Just a few notes on a neglected aspect of architecture: Namely, that cold tends to preserve it.
I was originally going to go off on how ski resorts are stuck in time. Many of them seem to have been built and decorated to the tastes of their times, then never changed more than necessary.
But my observation seems to apply mainly to the places I go as a lone skier: Places like Alta, Monarch, and Arizona’s Snowbowl (yes, there are four places in Arizona to go skiing. One of them is the Snowbowl near Flagstaff, which opened in 1938 and probably still has some original fixtures from that era.) The places I prefer offer discounts or cheap tickets through Groupon. I don’t think I could ever bring myself to pay $120 for a single-day’s lift ticket. After all, it’s just me and I don’t need any fancy stuff. Just keep the mountain cold and screw the glittery formica over which they pass me a beer and a $7 chili dog at the end of the day.
I am not a cheapskate, but I am a cheapski.
I’ve noticed the tendency to preservation even extends to the more expensive places. But the only world-class resort I’ve skied — the sort written up in travel magazines as a glamor destination — is Snowbird in Utah. It was designed and built in the ’70s, and it shows. It’s all concrete brutalism at its gray best. The chairs in one of the lounges are the overstuffed vinyl mini-couches on swivel casters I remember from various nightclubs my parents played in Dallas in about 1977. Do you like Pina Coladas? If so, you’ll dig the apres ski at Snowbird.

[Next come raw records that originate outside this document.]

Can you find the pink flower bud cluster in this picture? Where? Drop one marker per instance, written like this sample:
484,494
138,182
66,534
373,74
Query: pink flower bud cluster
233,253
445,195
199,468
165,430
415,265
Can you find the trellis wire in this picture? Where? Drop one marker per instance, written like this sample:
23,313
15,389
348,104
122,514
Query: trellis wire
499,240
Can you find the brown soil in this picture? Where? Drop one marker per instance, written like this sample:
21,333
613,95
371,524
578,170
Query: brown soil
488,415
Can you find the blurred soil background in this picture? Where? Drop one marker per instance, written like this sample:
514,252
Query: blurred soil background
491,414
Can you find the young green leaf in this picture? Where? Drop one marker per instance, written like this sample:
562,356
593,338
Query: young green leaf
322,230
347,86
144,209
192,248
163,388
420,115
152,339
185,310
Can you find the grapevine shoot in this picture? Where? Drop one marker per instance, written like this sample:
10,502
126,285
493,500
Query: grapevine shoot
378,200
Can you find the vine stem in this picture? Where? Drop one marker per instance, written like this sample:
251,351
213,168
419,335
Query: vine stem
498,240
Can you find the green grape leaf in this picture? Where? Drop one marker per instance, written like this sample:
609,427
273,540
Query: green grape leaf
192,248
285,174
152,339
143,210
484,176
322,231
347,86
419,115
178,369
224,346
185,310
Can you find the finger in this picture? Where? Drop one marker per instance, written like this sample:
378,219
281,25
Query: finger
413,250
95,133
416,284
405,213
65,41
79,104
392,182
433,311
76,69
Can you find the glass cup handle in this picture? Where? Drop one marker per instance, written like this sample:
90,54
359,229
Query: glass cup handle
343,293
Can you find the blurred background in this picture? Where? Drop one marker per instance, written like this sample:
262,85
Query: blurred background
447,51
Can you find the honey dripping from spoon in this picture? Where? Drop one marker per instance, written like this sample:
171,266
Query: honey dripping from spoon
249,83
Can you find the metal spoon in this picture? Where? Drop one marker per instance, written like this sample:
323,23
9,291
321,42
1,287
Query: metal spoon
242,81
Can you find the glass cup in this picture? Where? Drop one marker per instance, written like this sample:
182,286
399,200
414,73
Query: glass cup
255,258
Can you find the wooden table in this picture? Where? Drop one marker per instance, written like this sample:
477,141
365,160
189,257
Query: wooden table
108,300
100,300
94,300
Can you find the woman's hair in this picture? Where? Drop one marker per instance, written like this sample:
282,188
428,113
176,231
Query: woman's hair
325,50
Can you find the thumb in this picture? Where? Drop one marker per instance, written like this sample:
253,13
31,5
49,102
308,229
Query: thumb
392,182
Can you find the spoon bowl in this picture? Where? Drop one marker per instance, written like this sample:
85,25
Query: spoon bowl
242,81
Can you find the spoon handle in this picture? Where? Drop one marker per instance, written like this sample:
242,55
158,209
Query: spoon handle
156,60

A decent season at a ski resort runs about four months, with most of the money being made in a narrow window around March when spring breaks happen for most students in the US. The facilities don’t wear out quickly, and customers don’t really get bored of them even if they visit over multiple years. The heaviest users (local ski bums) are more interested in skiing than sitting around in the lodge, so keeping up with the latest design trends for their sake would be a pure example of waste.
However, the skiing industry is only minimally about the slopes, really. Roll through Breckinridge, Colorado and see that it’s been kept very cutting-edge: basically a luxury mall with some ski slopes out back. Same is true in Vail and Aspen. Even Winter Park — the closest full-service resort to Denver — has gotten the Disney Main Street treatment. This brings in money, but also drives up ticket prices. The stores complicate parking, but pay for better access and support. It’s all a mixed blessing for the serious skier–with the caveat that if it weren’t for these frivolities, the mountain might not be financially viable at all.
This led me to another observation: When you’re selling things, you need to think of the secondary customer. Not the person who’s the end user or the product or service. Those stores, restaurants, and modern marvels in commercial architecture in Breckinridge are not for the skiers on the slopes: They’re for the boyfriend/girlfriends/husbands/wives who come along and might do a single run for a photo-op. The fancy facilities are like daycare for the non-skier. But such things sway opinions on where to go for vacation, even if the main “purpose” is just to ski.
And that’s why I tell my friend and in-some-ways-client Walkin’ Cane Mark that he’s not playing just for the blues fans who constitute his following: He’s playing for their dates. Keep the dates happy by mixing up the JJ Cale medleys with some Jack Johnson or Alvin Bishop, and watch the audience grow. Keeping things frozen in time prevents decay, but it also prevents growth.
So, yes: Cold preserves. Cold also kills. The key is to provide some artificial warmth to keep things growing. At least a little bit.